United States District Court, E.D. Pennsylvania

October 17, 2017

BT GRANITE RUN, LP, Plaintiff,
v.
BONDEX INSURANCE COMPANY, Defendant.

          MEMORANDUM

          Schiller, J.

         BT Granite Run, L.P. entered into a contract with RCD Group, Inc. as part of the plan to demolish the Granite Run Mall. Bondex Insurance Company (“Bondex”) issued a payment bond and a performance bond related to the project. RCD Group defaulted on the contract to tear down the mall, and BT Granite Run sued Bondex for payment under the bonds. Presently before the Court is Bondex's motion for summary judgment. For the reasons that follow, the motion is denied.

         I. BACKGROUND

         BT Granite Run entered into a written agreement with RCD Group, Inc., in which BT Granite Run agreed to pay RCD Group $455, 400, and RCD Group agreed to provide the labor and materials to demolish the Granite Run Mall. (Compl. Ex.
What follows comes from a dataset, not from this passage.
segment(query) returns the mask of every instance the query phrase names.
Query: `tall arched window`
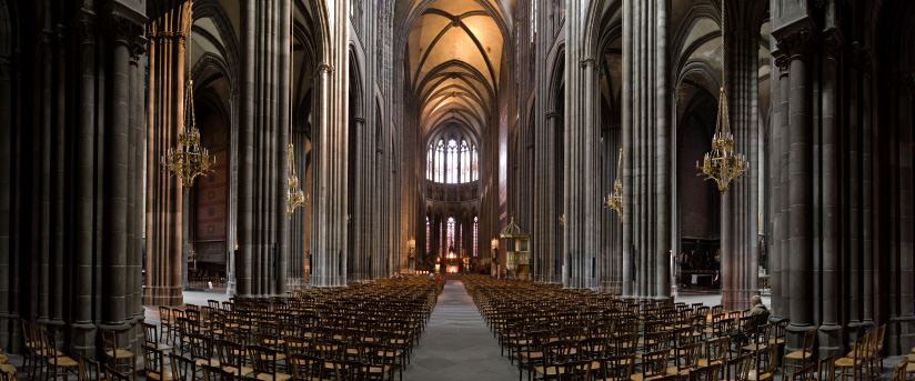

A [Agreement].) Bondex issued a payment bond and a performance bond. (Compl. ¶ 7.) BT Granite Run claims that it is an intended beneficiary under the payment bond and has rights pursuant to both bonds. (Id. ¶ 8.) Under the terms of the payment bond, RCD Group and Bondex jointly and severally agreed with BT Granite Run that “every claimant . . . who has not been paid in full before the expiration of a period of ninety (90) days after the date on which the last of such claimant's work or labor was done or performed, or materials were furnished by such claimant, may sue on this bond as set forth herein for the use of such claimant, prosecute the suit to final judgment for such sum or sums as may be justly due claimant, and have execution thereon.” (Compl. Ex. B [Payment Bond].) A claimant is defined as “one having a direct contract with the Principal for labor, material, or both, used or reasonably required for use in the performance of the contract, labor and material being construed to include that part of water, gas, power, light, heat, oil, gasoline, telephone service or rental or equipment directly applicable to the Contract.” (Id.) The Principal is RCD Group. (Id.) The Payment Bond states that “[i]n no event shall the Surety be liable for an amount in excess of the penal sum of this bond.” (Id.)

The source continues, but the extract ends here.